As you will be aware from the Fourth Year Geology Honours Course Information booklet, you are able to select 30 points worth of Options to complete your timetable and total the 120 points you require at level 10. this Booklet provides you with more detailed information on the Options available to, to assist you in your selections. Environmental GeoScience students should refer to the EG 4th years Honours booklet for eligible option courses.

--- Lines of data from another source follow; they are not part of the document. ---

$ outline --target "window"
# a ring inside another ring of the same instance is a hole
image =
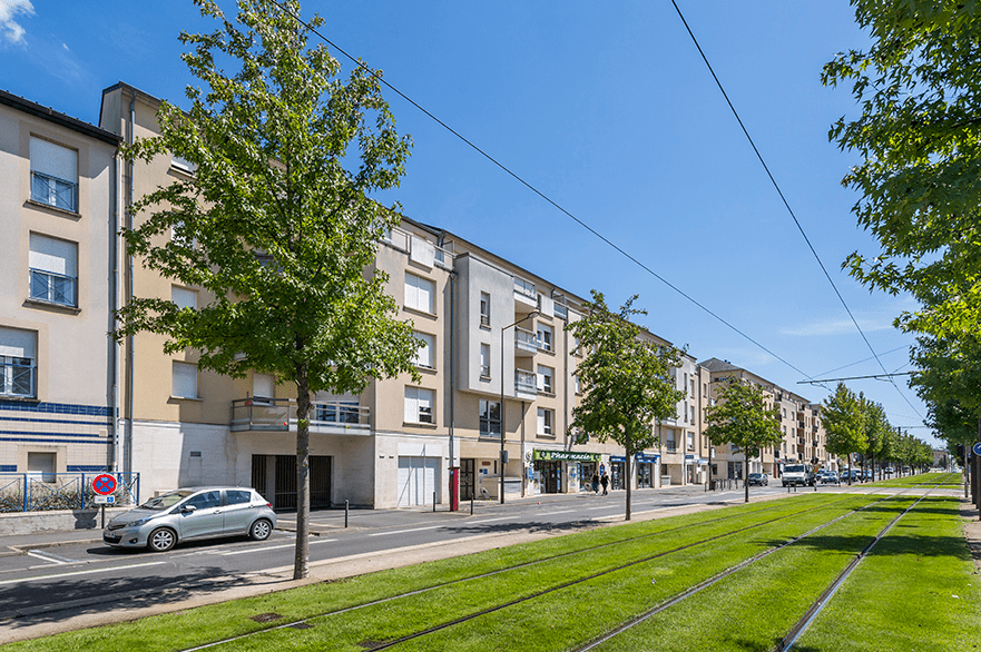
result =
[[[480,434],[501,436],[501,404],[498,401],[480,401]]]
[[[405,307],[433,313],[433,281],[414,274],[405,275]]]
[[[38,334],[0,326],[0,396],[35,396]]]
[[[31,298],[62,306],[77,305],[78,245],[31,234],[28,266]]]
[[[432,369],[433,367],[433,346],[435,346],[435,337],[426,333],[414,332],[416,339],[423,343],[422,348],[415,352],[415,366]]]
[[[435,423],[433,421],[432,389],[405,387],[405,423]]]
[[[552,385],[552,377],[555,377],[556,371],[551,367],[547,367],[545,365],[538,365],[538,391],[545,392],[546,394],[555,394],[555,386]]]
[[[490,378],[490,344],[480,345],[480,376]]]
[[[31,136],[31,199],[78,213],[78,152]]]
[[[552,327],[545,324],[538,325],[538,348],[552,350]]]
[[[480,293],[480,325],[490,328],[490,295]]]
[[[178,308],[197,309],[197,290],[180,287],[179,285],[170,286],[170,300]]]
[[[197,398],[197,365],[174,360],[170,393],[175,398]]]
[[[555,434],[555,422],[556,422],[556,413],[555,411],[547,409],[545,407],[538,408],[538,434],[539,435],[553,435]]]

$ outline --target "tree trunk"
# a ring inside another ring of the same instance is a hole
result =
[[[310,381],[306,363],[296,371],[296,552],[293,579],[310,575]]]
[[[630,477],[630,457],[632,457],[634,454],[630,452],[632,442],[630,441],[630,433],[629,432],[626,433],[625,443],[627,444],[626,446],[624,446],[624,452],[627,454],[624,460],[624,473],[627,475],[627,477],[624,478],[625,482],[627,483],[627,517],[625,518],[625,521],[629,521],[630,520],[630,496],[631,496],[630,485],[634,484],[632,478]]]

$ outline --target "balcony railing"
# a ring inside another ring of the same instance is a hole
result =
[[[31,298],[62,306],[75,306],[76,279],[73,276],[31,269]]]
[[[518,278],[517,276],[514,277],[514,292],[530,298],[531,300],[538,300],[538,295],[534,292],[534,284],[529,283],[523,278]]]
[[[538,335],[536,335],[531,330],[514,328],[514,348],[520,348],[521,350],[530,350],[534,353],[538,350]]]
[[[538,394],[538,376],[524,369],[514,369],[514,391]]]
[[[232,432],[296,431],[296,401],[236,398],[232,402]],[[341,435],[371,433],[371,411],[356,403],[316,402],[310,406],[310,432]]]

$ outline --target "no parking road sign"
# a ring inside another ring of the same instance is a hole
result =
[[[92,491],[100,496],[108,496],[116,491],[116,476],[104,473],[92,481]]]

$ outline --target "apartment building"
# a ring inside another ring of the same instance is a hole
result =
[[[125,83],[102,93],[100,126],[119,139],[157,134],[160,100]],[[194,170],[176,158],[121,170],[122,201]],[[133,219],[128,213],[125,219]],[[174,237],[174,234],[170,234]],[[313,506],[414,506],[449,501],[450,470],[460,495],[500,497],[581,491],[593,473],[625,486],[622,450],[569,433],[581,396],[580,352],[567,325],[582,299],[450,234],[405,219],[377,245],[375,269],[400,317],[425,346],[405,374],[360,395],[318,394],[311,423]],[[202,288],[161,278],[127,259],[124,296],[206,305]],[[645,336],[667,344],[657,336]],[[193,350],[167,356],[164,339],[139,334],[124,346],[122,466],[144,493],[208,483],[252,485],[277,508],[295,505],[295,402],[276,378],[229,379],[196,366]],[[632,486],[707,478],[700,436],[700,374],[684,356],[678,417],[659,424],[661,444],[637,455]],[[502,483],[503,478],[503,483]]]
[[[0,472],[116,466],[118,141],[0,91]]]
[[[803,396],[728,360],[710,358],[702,363],[702,368],[706,372],[710,402],[718,396],[718,384],[735,377],[761,387],[768,404],[779,413],[783,441],[777,446],[765,448],[762,456],[751,460],[748,473],[766,473],[771,477],[779,477],[785,464],[796,462],[837,471],[837,458],[827,452],[827,435],[821,418],[821,404],[811,403]],[[743,477],[746,456],[738,446],[716,445],[714,456],[714,477]]]

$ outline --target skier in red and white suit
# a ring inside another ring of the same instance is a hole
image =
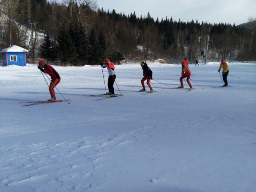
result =
[[[190,88],[192,88],[192,86],[191,85],[191,83],[189,82],[189,78],[190,78],[191,75],[191,72],[190,71],[188,65],[185,65],[186,63],[184,63],[184,62],[181,63],[182,70],[181,72],[182,76],[180,78],[180,86],[179,87],[180,88],[183,88],[183,81],[184,78],[187,78],[187,82],[189,85]]]
[[[49,91],[51,98],[48,101],[56,100],[56,97],[54,88],[61,81],[60,75],[50,65],[46,64],[42,60],[38,62],[37,68],[42,72],[47,73],[51,76],[51,80],[49,87]]]

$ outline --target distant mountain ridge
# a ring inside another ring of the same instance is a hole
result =
[[[237,27],[241,27],[243,26],[245,28],[249,28],[251,26],[252,26],[253,27],[256,27],[256,20],[251,22],[245,23],[237,26]]]

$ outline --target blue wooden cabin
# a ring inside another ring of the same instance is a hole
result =
[[[3,65],[26,66],[28,52],[28,51],[17,45],[12,45],[4,49],[0,52],[2,53]]]

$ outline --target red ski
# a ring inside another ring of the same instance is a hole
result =
[[[53,100],[52,101],[34,101],[31,102],[19,102],[22,104],[28,104],[26,105],[23,105],[23,106],[29,106],[30,105],[37,105],[38,104],[41,104],[43,103],[52,103],[54,102],[62,102],[63,101],[66,101],[66,100]],[[67,101],[72,101],[70,99],[67,100]]]

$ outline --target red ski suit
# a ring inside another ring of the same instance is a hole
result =
[[[43,72],[51,76],[51,81],[49,86],[49,91],[51,96],[52,98],[56,98],[54,91],[55,87],[61,81],[61,77],[58,72],[54,68],[49,65],[46,64]]]
[[[181,76],[180,77],[180,84],[181,86],[183,86],[183,79],[186,77],[187,82],[188,82],[188,83],[189,85],[189,87],[190,87],[190,88],[192,88],[192,85],[191,85],[191,83],[190,83],[190,82],[189,82],[189,78],[190,78],[190,76],[191,75],[191,72],[189,69],[189,68],[188,66],[185,66],[185,65],[183,66],[184,67],[183,67],[182,66],[182,73],[183,72],[183,71],[185,72],[185,73],[183,73],[182,76]]]

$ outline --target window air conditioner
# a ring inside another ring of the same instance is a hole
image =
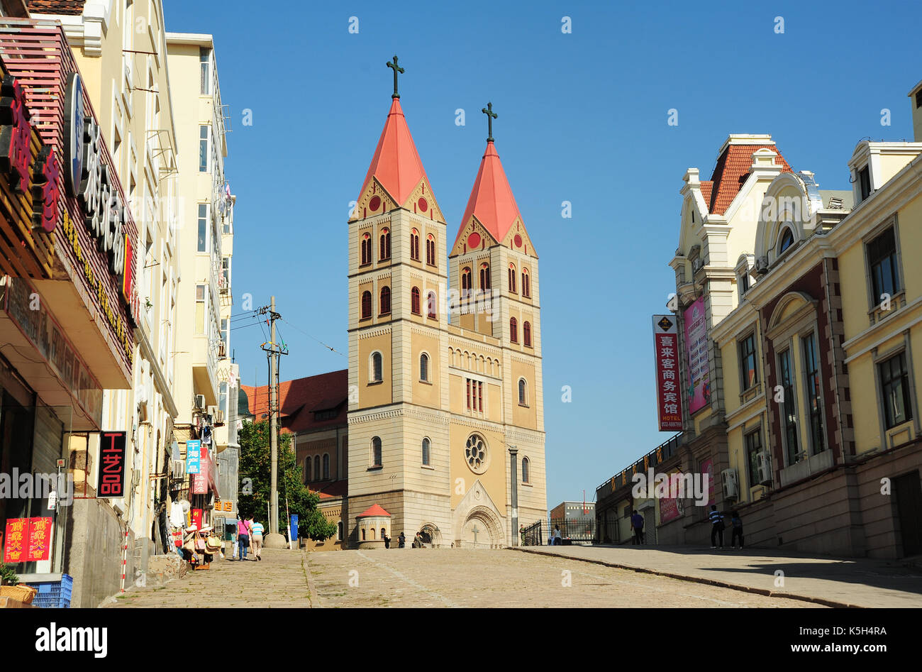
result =
[[[736,469],[725,469],[720,473],[724,484],[724,497],[727,499],[737,499],[739,497],[739,480]]]
[[[759,483],[772,482],[772,455],[768,450],[760,450],[755,456],[756,469],[759,472]]]

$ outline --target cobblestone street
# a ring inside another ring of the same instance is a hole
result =
[[[264,550],[263,557],[218,560],[106,606],[817,606],[513,550]]]

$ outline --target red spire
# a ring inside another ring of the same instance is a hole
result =
[[[477,179],[474,180],[474,188],[470,192],[467,208],[465,209],[464,217],[461,219],[461,228],[455,240],[455,245],[471,215],[474,215],[500,243],[515,223],[515,220],[522,219],[518,206],[515,205],[515,197],[513,196],[512,187],[506,179],[505,171],[502,170],[502,163],[500,162],[500,155],[496,153],[492,142],[487,142],[487,150],[480,161],[480,170],[478,171]]]
[[[368,174],[359,192],[360,198],[372,176],[378,179],[398,205],[404,205],[420,180],[426,177],[426,171],[416,151],[413,137],[409,134],[407,119],[397,98],[391,102],[391,110],[387,113],[387,121],[381,132],[372,165],[368,167]]]

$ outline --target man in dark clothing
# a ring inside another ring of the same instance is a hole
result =
[[[720,538],[720,548],[724,548],[724,515],[717,510],[717,505],[711,505],[711,547],[716,548],[716,539]]]
[[[644,516],[638,513],[636,509],[633,510],[633,514],[631,516],[631,529],[632,529],[634,533],[632,544],[633,544],[633,546],[643,546]]]

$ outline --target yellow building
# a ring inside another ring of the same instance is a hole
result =
[[[446,257],[395,91],[349,231],[349,544],[374,504],[395,536],[515,543],[547,515],[540,284],[492,138]]]

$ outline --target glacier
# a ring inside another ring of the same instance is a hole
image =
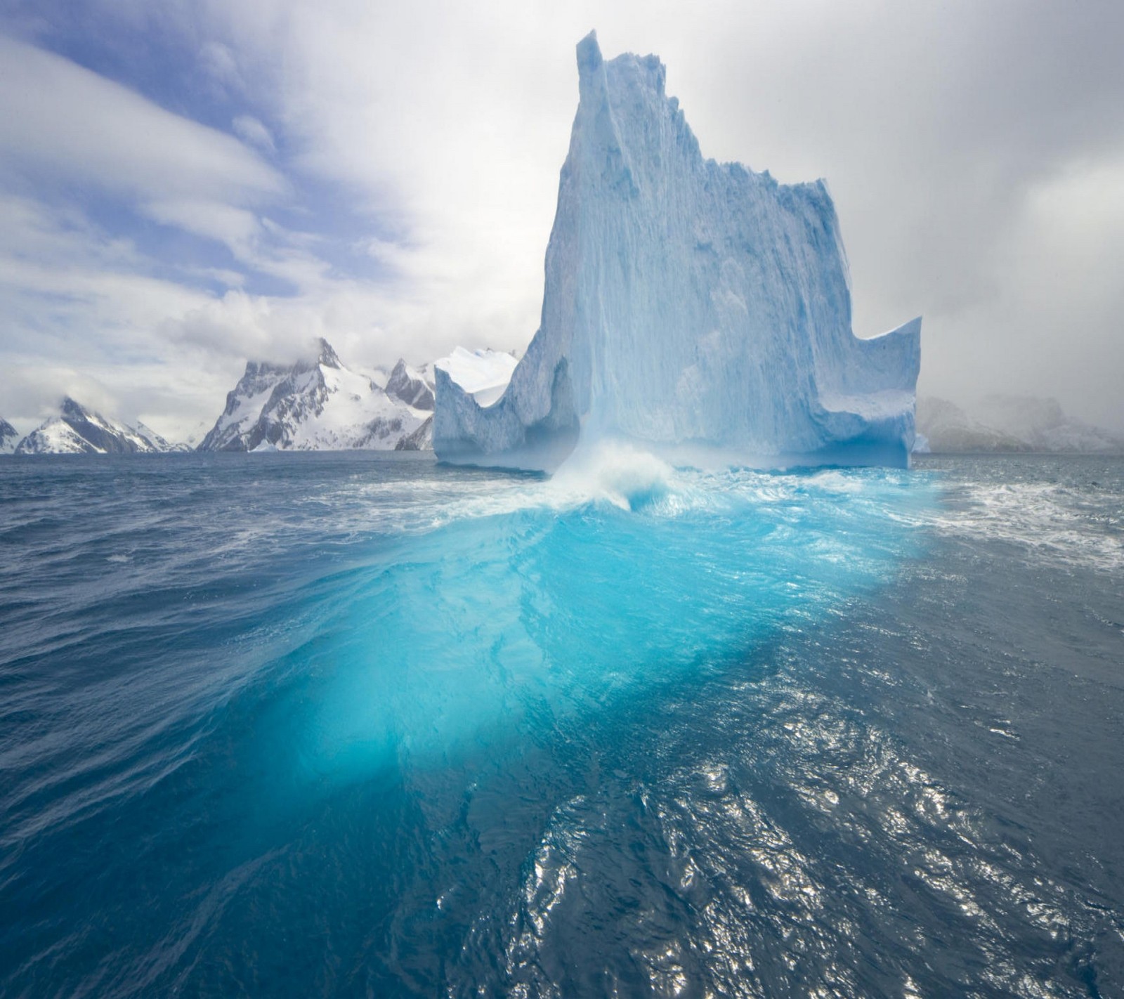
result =
[[[655,56],[606,62],[590,33],[578,75],[540,328],[484,398],[472,364],[435,366],[437,457],[553,471],[620,438],[689,461],[906,466],[921,319],[854,336],[826,183],[705,160]]]

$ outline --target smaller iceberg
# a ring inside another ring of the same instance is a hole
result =
[[[921,319],[855,337],[826,184],[704,160],[664,75],[578,45],[538,332],[518,364],[436,365],[437,457],[553,471],[608,438],[691,463],[907,465]]]

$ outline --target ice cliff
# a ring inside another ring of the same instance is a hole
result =
[[[851,332],[823,181],[704,160],[655,56],[578,45],[538,332],[498,398],[438,365],[444,461],[551,470],[579,438],[770,463],[904,465],[921,320]]]

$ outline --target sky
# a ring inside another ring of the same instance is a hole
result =
[[[525,346],[590,28],[704,155],[826,178],[855,333],[922,315],[921,393],[1124,429],[1116,0],[0,0],[0,417],[182,439],[317,336]]]

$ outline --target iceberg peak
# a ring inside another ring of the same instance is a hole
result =
[[[553,470],[613,437],[906,464],[921,320],[854,336],[827,185],[704,160],[655,56],[606,62],[592,31],[577,56],[538,332],[498,397],[437,365],[437,456]]]

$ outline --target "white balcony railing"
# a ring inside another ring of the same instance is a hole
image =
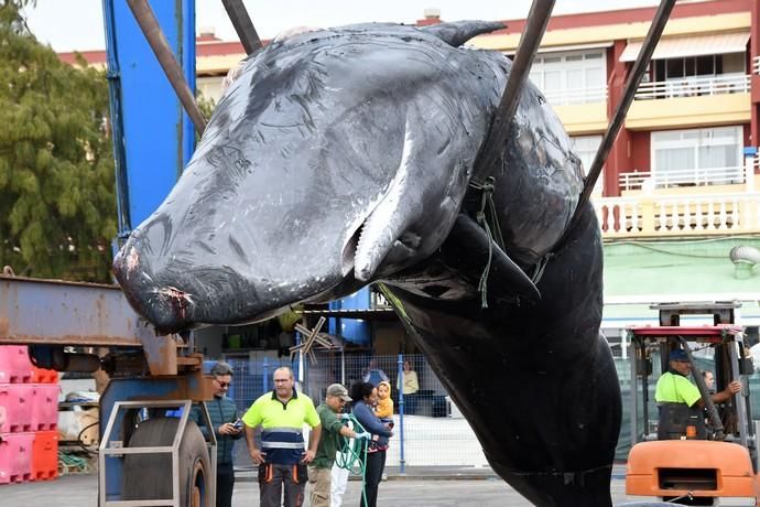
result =
[[[650,100],[704,95],[746,94],[749,89],[750,76],[745,74],[687,77],[684,79],[642,83],[636,93],[636,99]]]
[[[760,233],[760,193],[593,199],[602,237]]]
[[[681,169],[652,174],[639,171],[620,174],[621,190],[671,188],[675,186],[734,185],[745,183],[745,168]]]
[[[552,106],[568,106],[575,104],[605,103],[607,101],[606,86],[591,86],[588,88],[565,88],[542,91]]]

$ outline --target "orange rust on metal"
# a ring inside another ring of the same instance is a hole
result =
[[[177,374],[177,347],[174,335],[155,336],[150,343],[143,341],[143,350],[151,375]]]
[[[138,338],[123,336],[9,336],[8,319],[0,319],[0,345],[63,345],[63,346],[93,346],[93,347],[139,347],[142,343]]]
[[[29,278],[29,277],[9,277],[6,274],[0,274],[0,281],[22,281],[22,282],[33,282],[33,283],[45,283],[54,285],[72,285],[72,287],[88,287],[94,289],[107,289],[116,292],[121,292],[119,285],[111,283],[93,283],[93,282],[73,282],[69,280],[48,280],[40,278]]]
[[[171,375],[170,377],[175,377]],[[210,375],[204,375],[199,369],[192,370],[186,375],[177,377],[180,382],[177,389],[167,392],[163,396],[154,396],[144,393],[140,396],[142,400],[193,400],[193,401],[209,401],[214,399],[214,378]],[[199,389],[192,389],[191,386],[195,384]]]

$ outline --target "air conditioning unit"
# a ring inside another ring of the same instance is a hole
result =
[[[446,397],[446,412],[448,412],[448,417],[452,419],[464,419],[464,416],[457,408],[456,403],[452,400],[450,397]]]

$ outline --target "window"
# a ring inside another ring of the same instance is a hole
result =
[[[599,144],[601,144],[601,136],[575,136],[572,137],[573,150],[575,154],[578,155],[580,162],[583,163],[584,174],[588,174],[591,169],[591,162],[594,162],[594,157],[596,152],[599,151]],[[594,185],[594,192],[591,195],[601,196],[601,190],[605,187],[605,172],[599,174],[599,179]]]
[[[552,105],[604,101],[607,65],[604,50],[538,55],[530,78]]]
[[[741,127],[652,132],[656,186],[741,183]]]

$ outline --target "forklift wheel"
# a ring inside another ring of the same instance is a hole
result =
[[[180,419],[152,418],[140,422],[127,446],[171,446]],[[200,430],[187,421],[180,443],[180,505],[210,507],[211,466]],[[128,454],[124,456],[122,498],[151,500],[172,498],[172,455]]]

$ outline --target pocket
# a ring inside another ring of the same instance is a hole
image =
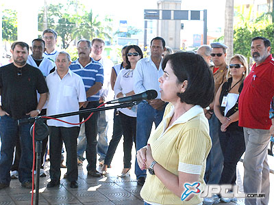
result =
[[[75,90],[73,87],[68,85],[64,86],[64,96],[65,97],[73,96],[74,93],[75,93]]]

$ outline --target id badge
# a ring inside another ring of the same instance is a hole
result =
[[[222,105],[221,105],[221,107],[226,107],[227,103],[227,96],[223,96]]]

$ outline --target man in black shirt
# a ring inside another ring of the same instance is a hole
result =
[[[17,125],[17,120],[37,116],[47,100],[48,88],[39,69],[27,64],[29,46],[17,42],[12,46],[14,63],[0,68],[0,189],[9,187],[10,170],[16,136],[20,137],[21,158],[19,180],[32,187],[32,139],[31,124]],[[37,91],[40,94],[37,102]]]

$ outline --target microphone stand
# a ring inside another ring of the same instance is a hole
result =
[[[108,110],[115,108],[125,108],[128,107],[133,107],[134,105],[136,105],[140,101],[134,101],[121,103],[120,105],[108,106],[100,108],[91,108],[87,109],[83,109],[78,111],[66,113],[58,115],[53,115],[47,117],[53,118],[60,118],[72,115],[76,115],[85,113],[92,113],[92,112],[97,112],[103,110]],[[35,152],[36,153],[36,189],[35,189],[35,204],[36,205],[38,205],[39,203],[39,182],[40,182],[40,159],[41,159],[41,153],[42,153],[42,141],[48,136],[49,130],[47,126],[44,123],[44,120],[51,120],[47,118],[44,118],[42,117],[45,117],[46,115],[42,116],[36,116],[34,118],[29,118],[25,119],[21,119],[17,120],[18,125],[29,123],[33,124],[34,122],[36,122],[35,127],[35,141],[36,141],[36,148]],[[33,126],[30,128],[30,133],[32,137],[32,129]]]

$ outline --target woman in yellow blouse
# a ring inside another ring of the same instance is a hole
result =
[[[147,169],[140,191],[145,204],[202,204],[206,157],[211,148],[203,108],[214,98],[214,80],[203,59],[190,53],[166,56],[159,79],[161,99],[170,103],[148,145],[137,152]]]

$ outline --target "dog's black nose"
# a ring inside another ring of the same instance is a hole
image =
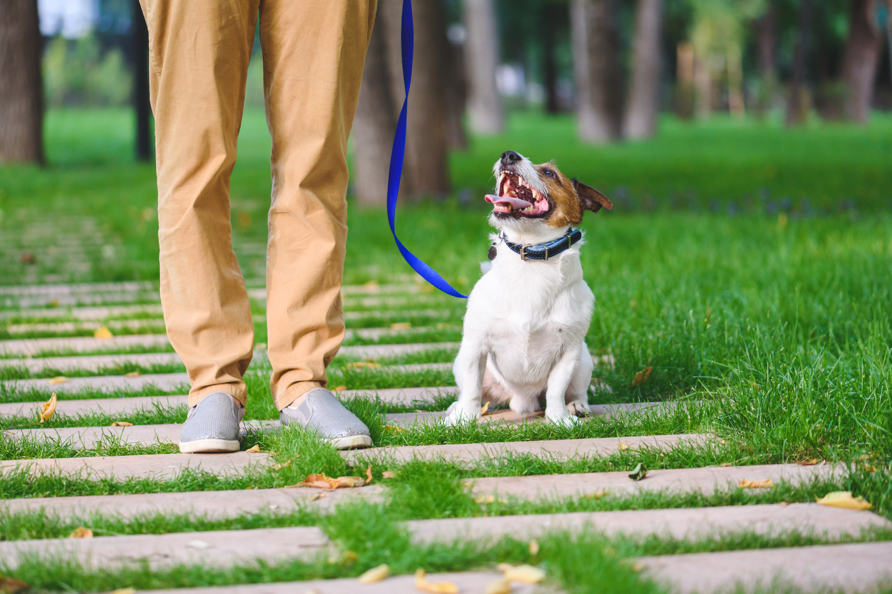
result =
[[[514,151],[505,151],[502,153],[502,162],[506,165],[520,161],[520,155]]]

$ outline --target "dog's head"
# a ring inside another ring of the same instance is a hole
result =
[[[499,229],[533,231],[537,227],[576,227],[585,210],[613,210],[613,203],[595,188],[570,179],[554,163],[534,165],[526,157],[506,151],[492,167],[496,193],[490,221]]]

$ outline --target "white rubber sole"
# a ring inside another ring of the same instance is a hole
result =
[[[241,447],[238,440],[195,440],[180,443],[179,451],[183,454],[220,454],[238,451]]]
[[[351,448],[369,448],[372,445],[372,438],[368,435],[351,435],[332,440],[331,444],[337,450],[350,450]]]

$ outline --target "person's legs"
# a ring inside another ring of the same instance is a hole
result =
[[[229,175],[259,0],[141,2],[157,138],[161,305],[192,383],[181,448],[192,442],[190,451],[237,450],[253,326],[232,251]],[[229,417],[236,418],[234,438]],[[215,423],[227,429],[187,430]]]
[[[260,2],[273,138],[267,318],[280,410],[326,385],[343,340],[347,136],[375,8],[376,0]]]

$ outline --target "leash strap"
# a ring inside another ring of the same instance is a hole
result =
[[[400,111],[400,120],[396,124],[396,134],[393,135],[393,150],[391,152],[390,173],[387,177],[387,219],[390,221],[391,233],[393,234],[393,241],[400,248],[400,253],[406,260],[412,269],[417,272],[428,283],[440,289],[443,293],[467,299],[467,295],[463,295],[455,289],[446,280],[437,274],[437,271],[427,266],[420,258],[409,252],[402,242],[396,236],[396,199],[400,194],[400,179],[402,177],[402,160],[406,153],[406,111],[409,105],[409,87],[412,82],[412,54],[415,45],[415,31],[412,25],[412,2],[411,0],[402,0],[402,27],[401,27],[401,45],[402,45],[402,81],[406,86],[406,99],[402,102],[402,110]]]

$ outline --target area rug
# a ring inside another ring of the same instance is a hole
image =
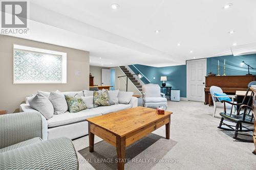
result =
[[[151,133],[126,148],[125,169],[150,169],[158,162],[177,160],[163,158],[177,142]],[[89,152],[89,147],[78,151],[96,169],[116,169],[116,148],[102,140],[94,144],[94,152]]]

You will find that some options are run in the first Semester (all of the GEGR options, and some EASC options), some in semester 2 (EASC), and in one case (GeoScience Outreach) across the Semesters. Hydrocarbon Reservoir Quality usually runs in a short mid-term block. In planning your year you should be aware of the impact your selection of Options will have on your workload balance between semesters, and plan accordingly.

Each EASC Option (and the ZLGY option Dinosaur Palaeobiology) contributes 10 points on the 120 point scale and 100 marks towards your final degree examination total. GEGR options are each worth 20 points (and so count 200 marks to your 1200 for the year). As an indication of time commitment, each 10 point Option is nominally of 20-25 hours total contact time. However, students should liaise with their individual Option organiser (named for each Option in this Options Booklet) for details of content, location and exact timings. Option assessments vary option by option, so it is important to check with the relevant CO (e.g. project work vs essays vs presentations vs exams). All forms of assessment are subject to either double-marking or moderation.

You will select either 3 of the 10 point options from the list (EASC and ZLGY) on the next page of this booklet, or 1x10 point option and 1x20 point GEGR option, or 1x10 point option and the 20 point version of the Geoscience Outreach option. Make your selection(s) by informing the Student Support Co-ordinator (SSC: Emma Latto). Do this by the end of week 1 of Semester 1 (i.e. September 20th). Emma will ensure that the course code is duly confirmed in EUCLID and the Option is added to your list of courses and points. She will ensure that your Personal Tutor is made aware of your choices. Practical considerations may require operation of a quota system – we generally will not run an Option if the number of students wishing to take it is less than a critical, option specific, threshold number. All options have maximum quotas on student numbers, so if you are slow to choose you may not find a place available on your favourite option!

In any case, whatever your preferences and intentions, please ensure that you contact and discuss with the relevant options COs the nature and content of their option before you sign up to take it. This is especially important for those of you who might wish to take Dinosaur Palaeobiology, which is a course run from Zoology, or any of the Geography options.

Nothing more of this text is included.